The good, the bad, and the ugly.
The good? The act of being or having gone viral is relatively short-lived. People have incredibly tiny attention spans. If an author loses his or her composure over a negative review, a backlash can be expected, but it has an expiration date. A few months pass, and while your name might remain at least fleetingly familiar, it would take a trip to Google for a reminder. Granted, that might not exactly be reassuring, but soon people will be talking about something else.
The bad? Yes, for a while, if you have amounted bad publicity, you will be the topic of gossip and e-water cooler chatter. There will be people who remember you, and not fondly.
The ugly? Some of those people who remember you are those you don’t want remembering you.
Reputations are incredibly fragile things. Repairing any amount of damage, if at all possible, isn’t easy. Ask Robert Downey Junior if you think otherwise.
Ultimately, the reputation you have can and will shape your relationship with publishers. If you’re a difficult author to work with, word can well spread between houses. Where the important things are concerned, the Internet doesn’t forget.
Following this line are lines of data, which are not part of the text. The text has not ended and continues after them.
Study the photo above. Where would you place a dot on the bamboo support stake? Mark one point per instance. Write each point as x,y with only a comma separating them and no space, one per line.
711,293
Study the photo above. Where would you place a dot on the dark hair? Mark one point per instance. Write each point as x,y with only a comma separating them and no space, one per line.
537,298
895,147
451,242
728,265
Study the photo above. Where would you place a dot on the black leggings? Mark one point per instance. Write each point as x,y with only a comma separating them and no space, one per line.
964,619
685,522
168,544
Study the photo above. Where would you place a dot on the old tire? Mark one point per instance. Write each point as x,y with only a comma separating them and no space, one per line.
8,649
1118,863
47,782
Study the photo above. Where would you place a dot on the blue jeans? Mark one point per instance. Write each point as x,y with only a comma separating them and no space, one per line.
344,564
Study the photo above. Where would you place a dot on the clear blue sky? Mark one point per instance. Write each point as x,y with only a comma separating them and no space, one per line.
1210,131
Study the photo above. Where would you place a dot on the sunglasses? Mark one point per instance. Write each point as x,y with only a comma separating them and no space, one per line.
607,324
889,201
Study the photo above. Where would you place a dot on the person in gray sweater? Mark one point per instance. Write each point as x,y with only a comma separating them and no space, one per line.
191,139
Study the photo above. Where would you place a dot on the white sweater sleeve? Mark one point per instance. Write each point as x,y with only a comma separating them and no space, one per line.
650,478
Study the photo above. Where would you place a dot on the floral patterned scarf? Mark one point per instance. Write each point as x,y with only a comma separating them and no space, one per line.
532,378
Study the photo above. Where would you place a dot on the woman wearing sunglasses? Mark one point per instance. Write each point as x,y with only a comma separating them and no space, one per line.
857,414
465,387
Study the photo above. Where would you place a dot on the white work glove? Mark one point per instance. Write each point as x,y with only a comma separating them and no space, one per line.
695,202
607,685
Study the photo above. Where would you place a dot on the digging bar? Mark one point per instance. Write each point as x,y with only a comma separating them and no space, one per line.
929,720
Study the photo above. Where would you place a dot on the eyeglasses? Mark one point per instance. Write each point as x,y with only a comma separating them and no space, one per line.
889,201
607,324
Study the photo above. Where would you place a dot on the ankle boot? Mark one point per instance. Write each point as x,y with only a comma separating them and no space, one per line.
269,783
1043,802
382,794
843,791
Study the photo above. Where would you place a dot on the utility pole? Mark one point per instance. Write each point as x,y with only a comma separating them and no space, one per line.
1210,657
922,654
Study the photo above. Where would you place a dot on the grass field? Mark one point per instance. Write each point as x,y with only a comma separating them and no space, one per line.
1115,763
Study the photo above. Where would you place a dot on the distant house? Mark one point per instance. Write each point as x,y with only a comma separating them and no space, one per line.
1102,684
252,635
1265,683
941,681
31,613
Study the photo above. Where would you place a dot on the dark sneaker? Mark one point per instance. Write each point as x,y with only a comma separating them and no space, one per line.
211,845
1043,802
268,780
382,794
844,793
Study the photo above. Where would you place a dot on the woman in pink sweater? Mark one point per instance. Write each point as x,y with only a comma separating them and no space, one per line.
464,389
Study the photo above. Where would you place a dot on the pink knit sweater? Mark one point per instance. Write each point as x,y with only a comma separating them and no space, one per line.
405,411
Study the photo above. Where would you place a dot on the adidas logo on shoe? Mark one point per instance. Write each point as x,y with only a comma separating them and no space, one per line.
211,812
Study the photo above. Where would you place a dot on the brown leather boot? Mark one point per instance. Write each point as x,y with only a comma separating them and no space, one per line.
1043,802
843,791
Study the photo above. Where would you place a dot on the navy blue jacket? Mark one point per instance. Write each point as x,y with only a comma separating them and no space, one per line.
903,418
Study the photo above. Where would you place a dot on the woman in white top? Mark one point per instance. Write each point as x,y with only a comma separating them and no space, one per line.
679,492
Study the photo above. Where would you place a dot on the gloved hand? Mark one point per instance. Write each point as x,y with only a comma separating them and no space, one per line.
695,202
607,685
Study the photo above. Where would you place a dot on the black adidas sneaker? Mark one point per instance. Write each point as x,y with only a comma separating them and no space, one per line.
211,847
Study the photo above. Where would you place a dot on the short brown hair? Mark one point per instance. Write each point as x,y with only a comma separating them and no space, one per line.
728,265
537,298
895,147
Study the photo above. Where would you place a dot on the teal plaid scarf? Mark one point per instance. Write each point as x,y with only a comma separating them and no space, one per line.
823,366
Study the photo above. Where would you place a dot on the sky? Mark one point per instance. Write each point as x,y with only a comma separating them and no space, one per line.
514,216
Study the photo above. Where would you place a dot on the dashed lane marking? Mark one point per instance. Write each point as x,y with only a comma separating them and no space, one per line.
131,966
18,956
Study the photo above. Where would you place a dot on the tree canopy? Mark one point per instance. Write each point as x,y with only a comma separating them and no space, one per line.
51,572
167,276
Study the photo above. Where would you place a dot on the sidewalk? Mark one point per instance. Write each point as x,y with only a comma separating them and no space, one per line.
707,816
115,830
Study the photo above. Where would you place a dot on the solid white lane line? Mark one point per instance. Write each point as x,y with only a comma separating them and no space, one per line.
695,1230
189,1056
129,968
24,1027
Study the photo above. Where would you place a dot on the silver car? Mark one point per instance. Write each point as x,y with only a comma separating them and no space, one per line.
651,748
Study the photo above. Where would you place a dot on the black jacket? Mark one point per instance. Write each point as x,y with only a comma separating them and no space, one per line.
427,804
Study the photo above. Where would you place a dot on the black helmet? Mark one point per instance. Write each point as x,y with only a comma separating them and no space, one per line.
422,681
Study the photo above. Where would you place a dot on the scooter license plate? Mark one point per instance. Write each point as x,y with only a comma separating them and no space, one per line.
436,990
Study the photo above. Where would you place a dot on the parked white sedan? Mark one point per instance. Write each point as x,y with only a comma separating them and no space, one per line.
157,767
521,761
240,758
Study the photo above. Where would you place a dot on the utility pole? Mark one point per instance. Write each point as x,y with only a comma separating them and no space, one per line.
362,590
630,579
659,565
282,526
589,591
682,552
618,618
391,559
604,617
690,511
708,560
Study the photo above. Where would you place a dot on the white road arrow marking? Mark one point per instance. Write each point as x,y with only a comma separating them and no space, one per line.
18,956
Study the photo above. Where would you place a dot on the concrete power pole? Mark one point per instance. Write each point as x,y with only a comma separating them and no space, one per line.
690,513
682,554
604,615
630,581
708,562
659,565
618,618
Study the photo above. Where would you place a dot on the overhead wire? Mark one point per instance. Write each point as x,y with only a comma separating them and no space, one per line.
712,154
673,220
The relationships you forge, the people you encounter, the readers you inadvertently piss off, the tweet you shouldn’t have tweeted, the comment you made in a fit of anger on a blog…these things can all come back to haunt you.
The shield of a computer monitor can provide the illusion that professionalism isn’t an essential. We have to be mindful of ourselves as public figures, even if we’re not traditional public figures. Our business is with our readers, and readers who don’t respect the author are not likely to provide their patronage.